DivCon: Divide and Conquer for Progressive Text-to-Image Generation

Yuhao Jia,Wenhan Tan
2024-08-17
Abstract:Diffusion-driven text-to-image (T2I) generation has achieved remarkable advancements. To further improve T2I models' capability in numerical and spatial reasoning, the layout is employed as an intermedium to bridge large language models and layout-based diffusion models. However, these methods still struggle with generating images from textural prompts with multiple objects and complicated spatial relationships. To tackle this challenge, we introduce a divide-and-conquer approach which decouples the T2I generation task into simple subtasks. Our approach divides the layout prediction stage into numerical & spatial reasoning and bounding box prediction. Then, the layout-to-image generation stage is conducted in an iterative manner to reconstruct objects from easy ones to difficult ones. We conduct experiments on the HRS and NSR-1K benchmarks and our approach outperforms previous state-of-the-art models with notable margins. In addition, visual results demonstrate that our approach significantly improves the controllability and consistency in generating multiple objects from complex textural prompts.

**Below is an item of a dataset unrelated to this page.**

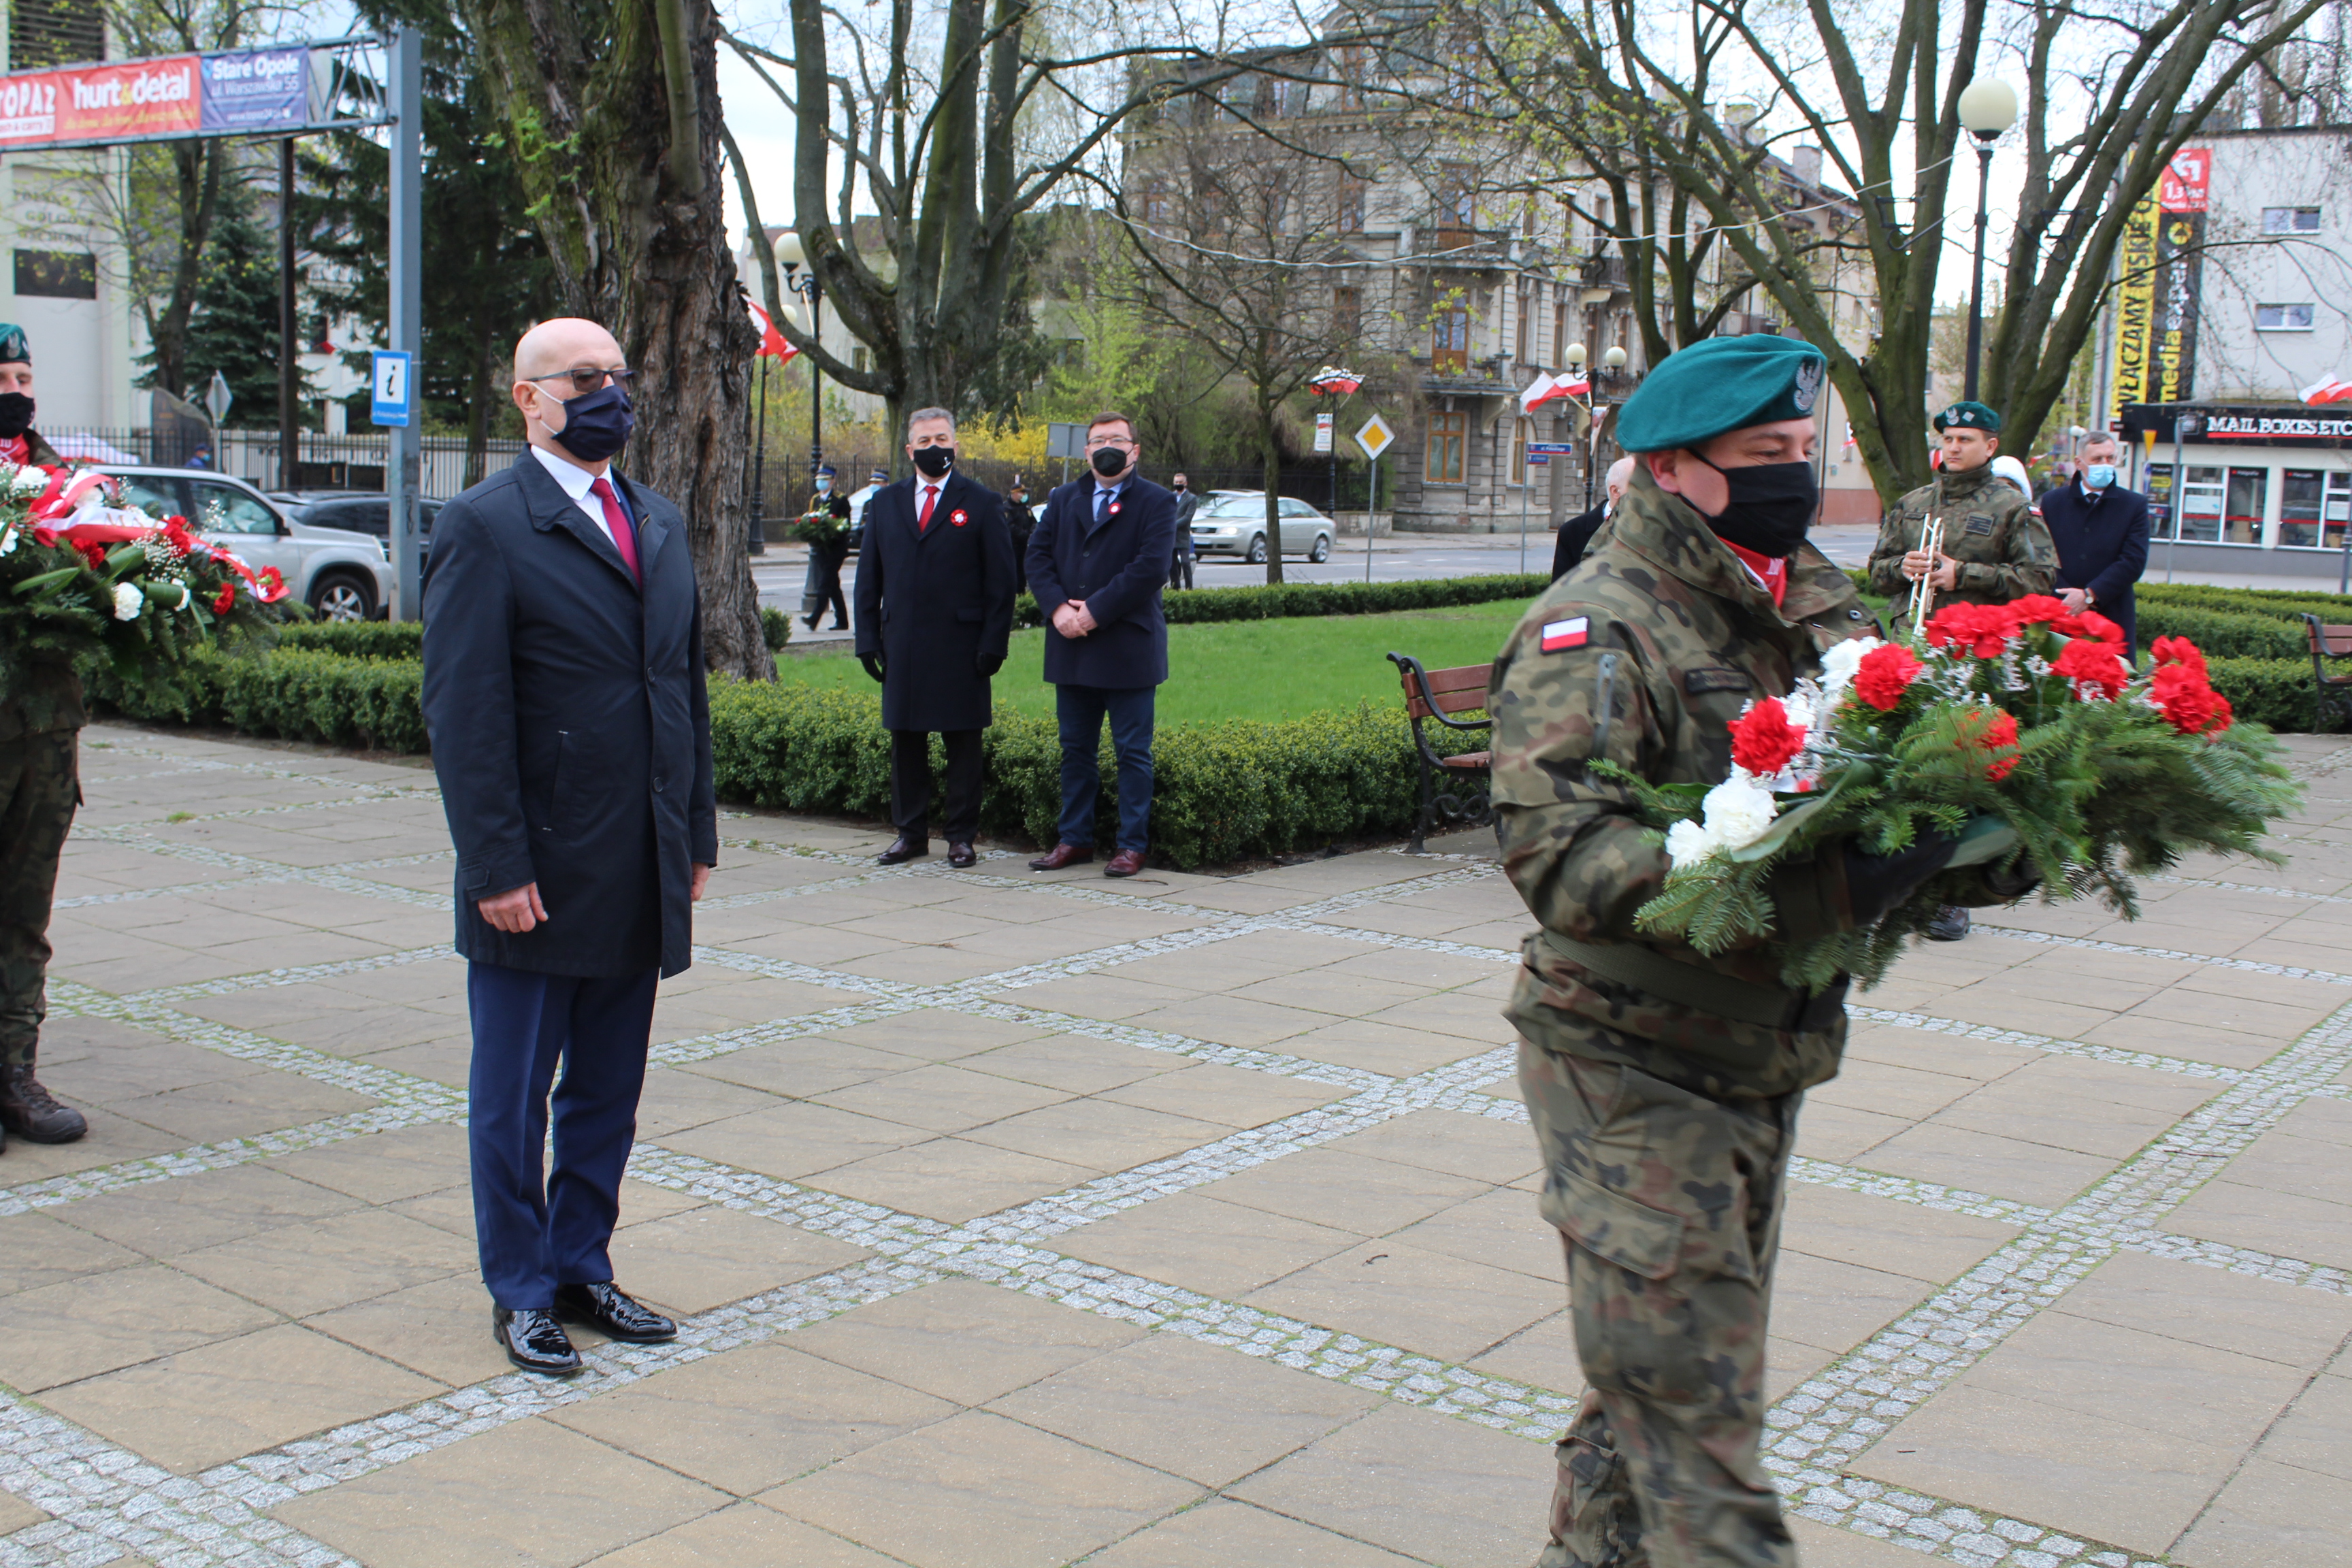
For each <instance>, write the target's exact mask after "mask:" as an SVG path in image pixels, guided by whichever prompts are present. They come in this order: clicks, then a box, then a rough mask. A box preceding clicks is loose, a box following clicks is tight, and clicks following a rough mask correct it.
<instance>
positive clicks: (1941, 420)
mask: <svg viewBox="0 0 2352 1568" xmlns="http://www.w3.org/2000/svg"><path fill="white" fill-rule="evenodd" d="M1952 425H1959V428H1962V430H1983V433H1985V435H1999V433H2002V416H1999V414H1994V411H1992V409H1987V407H1985V404H1980V402H1955V404H1952V407H1950V409H1945V411H1943V414H1938V416H1936V435H1943V433H1945V430H1950V428H1952Z"/></svg>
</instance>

Computer Vision and Pattern Recognition
What problem does this paper attempt to address?
The problem that this paper attempts to solve is that in the Text - to - Image (T2I) task, when the text prompt contains multiple objects and complex spatial relationships, the existing methods have limited ability in generating high - quality images. Specifically, the existing T2I models perform poorly when dealing with text prompts with a specified number of objects, different sizes, rich details and complex spatial relationships. These problems are mainly reflected in the following aspects: 1. **Insufficient numerical and spatial reasoning ability**: The existing T2I models face challenges in performing numerical and spatial reasoning from complex text prompts, especially when dealing with multiple objects and complex spatial relationships. 2. **Inconsistent generation quality**: Since the generation difficulties of different objects are different, the existing layout - to - image generation models show different generation abilities when generating objects with different characteristics. This causes some high - difficulty objects to be poorly synthesized into the image. 3. **High computational cost**: Some methods generate each object separately through multiple forward propagations, but this method significantly increases the computational cost as the number of objects increases. To address these challenges, the paper proposes a method based on the divide - and - conquer strategy - DivCon. DivCon improves the quality and accuracy of the generated image by decomposing the complex generation task into multiple subtasks. Specifically, the main contributions of DivCon include: - **Divide - and - conquer strategy**: Decompose the complex layout prediction and image generation tasks into multiple simple subtasks, thereby improving the generation quality and accuracy. - **Layout prediction stage**: Divide the layout prediction into two steps: numerical and spatial reasoning and bounding box prediction, in order to more accurately parse the component information in the text prompt. - **Layout - to - image generation stage**: Divide the layout - to - image generation into two steps and gradually generate objects with different difficulties to achieve higher - quality image generation. Through these improvements, the experimental results of DivCon on the HRS and NSR - 1K benchmark datasets show that it is superior to the existing T2I models in terms of numerical and spatial reasoning performance and the quality of the generated image.